Nick Paumgarten/The New Yorker/September 2018  – Alejandro Escovedo, the singer and songwriter, likes to have a proper Mexican breakfast before a long drive. “Let’s go here,” he said. He pulled into the back lot of a restaurant called El Pueblo, across from the Tornado bus terminal on East Jefferson Boulevard, in the Oak Cliff section of Dallas. El Pueblo, he said, is where travellers arriving by bus from Mexico often go to eat and to get their bearings. He ordered in Spanish, then remarked that his Spanish was poor. The plates came quickly. Chorizo con huevos. “This is bad_ass_, man,” he said. An elderly vagrant looked in through the window and then walked in. Escovedo gave him a dollar. “When I was small, I used to be able to see the pain in people,” he said.

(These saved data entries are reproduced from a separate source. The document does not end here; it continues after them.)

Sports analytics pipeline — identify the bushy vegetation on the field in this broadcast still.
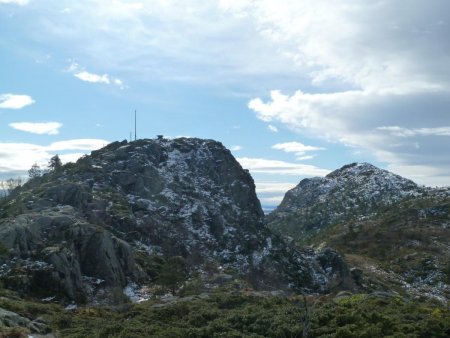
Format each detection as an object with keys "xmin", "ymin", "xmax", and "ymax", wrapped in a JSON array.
[
  {"xmin": 1, "ymin": 290, "xmax": 449, "ymax": 337},
  {"xmin": 304, "ymin": 196, "xmax": 450, "ymax": 284}
]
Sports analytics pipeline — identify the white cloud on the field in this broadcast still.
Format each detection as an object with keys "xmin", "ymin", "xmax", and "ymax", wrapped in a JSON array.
[
  {"xmin": 239, "ymin": 157, "xmax": 326, "ymax": 206},
  {"xmin": 254, "ymin": 181, "xmax": 298, "ymax": 207},
  {"xmin": 73, "ymin": 69, "xmax": 124, "ymax": 88},
  {"xmin": 0, "ymin": 93, "xmax": 35, "ymax": 109},
  {"xmin": 239, "ymin": 0, "xmax": 450, "ymax": 186},
  {"xmin": 5, "ymin": 1, "xmax": 450, "ymax": 186},
  {"xmin": 387, "ymin": 163, "xmax": 450, "ymax": 187},
  {"xmin": 59, "ymin": 152, "xmax": 86, "ymax": 163},
  {"xmin": 0, "ymin": 0, "xmax": 29, "ymax": 6},
  {"xmin": 297, "ymin": 155, "xmax": 314, "ymax": 161},
  {"xmin": 248, "ymin": 88, "xmax": 450, "ymax": 185},
  {"xmin": 223, "ymin": 1, "xmax": 450, "ymax": 91},
  {"xmin": 0, "ymin": 139, "xmax": 109, "ymax": 179},
  {"xmin": 23, "ymin": 1, "xmax": 301, "ymax": 89},
  {"xmin": 9, "ymin": 122, "xmax": 63, "ymax": 135},
  {"xmin": 230, "ymin": 145, "xmax": 242, "ymax": 151},
  {"xmin": 237, "ymin": 157, "xmax": 329, "ymax": 176},
  {"xmin": 255, "ymin": 182, "xmax": 296, "ymax": 194},
  {"xmin": 74, "ymin": 71, "xmax": 110, "ymax": 84},
  {"xmin": 68, "ymin": 62, "xmax": 123, "ymax": 87},
  {"xmin": 47, "ymin": 139, "xmax": 109, "ymax": 151},
  {"xmin": 267, "ymin": 124, "xmax": 278, "ymax": 133},
  {"xmin": 272, "ymin": 141, "xmax": 325, "ymax": 158}
]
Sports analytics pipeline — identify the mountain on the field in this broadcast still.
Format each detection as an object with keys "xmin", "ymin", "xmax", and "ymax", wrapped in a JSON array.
[
  {"xmin": 0, "ymin": 137, "xmax": 348, "ymax": 303},
  {"xmin": 0, "ymin": 148, "xmax": 449, "ymax": 337},
  {"xmin": 268, "ymin": 162, "xmax": 425, "ymax": 240},
  {"xmin": 268, "ymin": 162, "xmax": 450, "ymax": 303}
]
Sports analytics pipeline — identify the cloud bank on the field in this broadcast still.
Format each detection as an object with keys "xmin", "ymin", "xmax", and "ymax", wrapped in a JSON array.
[
  {"xmin": 0, "ymin": 139, "xmax": 109, "ymax": 180},
  {"xmin": 233, "ymin": 0, "xmax": 450, "ymax": 186}
]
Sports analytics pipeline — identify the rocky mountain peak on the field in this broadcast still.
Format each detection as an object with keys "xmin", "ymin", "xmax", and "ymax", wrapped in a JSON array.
[
  {"xmin": 268, "ymin": 162, "xmax": 425, "ymax": 237},
  {"xmin": 0, "ymin": 137, "xmax": 348, "ymax": 302},
  {"xmin": 326, "ymin": 162, "xmax": 380, "ymax": 178}
]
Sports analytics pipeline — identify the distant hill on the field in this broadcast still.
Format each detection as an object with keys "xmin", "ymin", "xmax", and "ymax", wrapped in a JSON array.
[
  {"xmin": 268, "ymin": 162, "xmax": 425, "ymax": 239},
  {"xmin": 268, "ymin": 162, "xmax": 450, "ymax": 303}
]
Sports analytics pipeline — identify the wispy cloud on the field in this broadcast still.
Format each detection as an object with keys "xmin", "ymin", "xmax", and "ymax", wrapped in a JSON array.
[
  {"xmin": 47, "ymin": 139, "xmax": 109, "ymax": 151},
  {"xmin": 24, "ymin": 1, "xmax": 301, "ymax": 89},
  {"xmin": 0, "ymin": 93, "xmax": 35, "ymax": 109},
  {"xmin": 377, "ymin": 126, "xmax": 450, "ymax": 137},
  {"xmin": 272, "ymin": 141, "xmax": 325, "ymax": 159},
  {"xmin": 68, "ymin": 62, "xmax": 124, "ymax": 88},
  {"xmin": 237, "ymin": 157, "xmax": 329, "ymax": 176},
  {"xmin": 0, "ymin": 0, "xmax": 29, "ymax": 6},
  {"xmin": 74, "ymin": 71, "xmax": 111, "ymax": 84},
  {"xmin": 230, "ymin": 145, "xmax": 242, "ymax": 151},
  {"xmin": 267, "ymin": 124, "xmax": 278, "ymax": 133},
  {"xmin": 297, "ymin": 155, "xmax": 314, "ymax": 161},
  {"xmin": 9, "ymin": 122, "xmax": 63, "ymax": 135}
]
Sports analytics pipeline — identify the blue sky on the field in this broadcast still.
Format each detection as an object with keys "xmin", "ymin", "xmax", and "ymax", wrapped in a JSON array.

This was the Friday before Labor Day. The following week, he was due in Philadelphia, to begin a tour that would take him to Brooklyn, then south, and west, and eventually back to Dallas. Typically, he’d be resting up, but that night he had a benefit gig in Austin, his former home town, and so, prior to leaving Texas, he was sneaking in a three-day road trip, a kind of sentimental journey—south to Austin and beyond, backward through time, down to the border of old Mexico. He had rented a black S.U.V., with room for a guitar and an amp; he joked that its tinted windows and low clearance gave it a slight cartel vibe—good for Laredo.

By Drew Brown for The New Yorker

Escovedo, who is sixty-seven, was about to release a new album, his fourteenth as a solo artist, on top of a few with a run of beloved but luckless punk-ish bands. For this one, he’d teamed up with an Italian musician and former journalist named Antonio Gramentieri, known to all as Don Antonio. The album, “The Crossing,” tells an imagined story of two young immigrants working in an Italian restaurant in Texas: a Mexican named Diego (a kid not unlike Escovedo) and an Italian named Salvo (a version of Gramentieri), who share a love of punk rock, as well as the hardships and wonders of their experience as less than welcome newcomers to America. They recorded it in Italy, with a band comprising Gramentieri’s childhood friends and neighbors in Modigliana, a small comune east of Bologna—a long way from the Rio Grande. The album has the customary Escovedo mixture of romping Stooges guitar and plaintive folk, but also, in places, a cinematic heft that suggests Ennio Morricone—a whiff of the spaghetti Southwestern. Escovedo and Gramentieri didn’t have Trump, or his wall, or ice square in their sights when they started, but the tragedy of the lives disrupted on both sides of the southern border suffuses the album; the context deepens an idiosyncratic cycle of songs. As Escovedo sings at the end, “We all become history when we make the crossing.”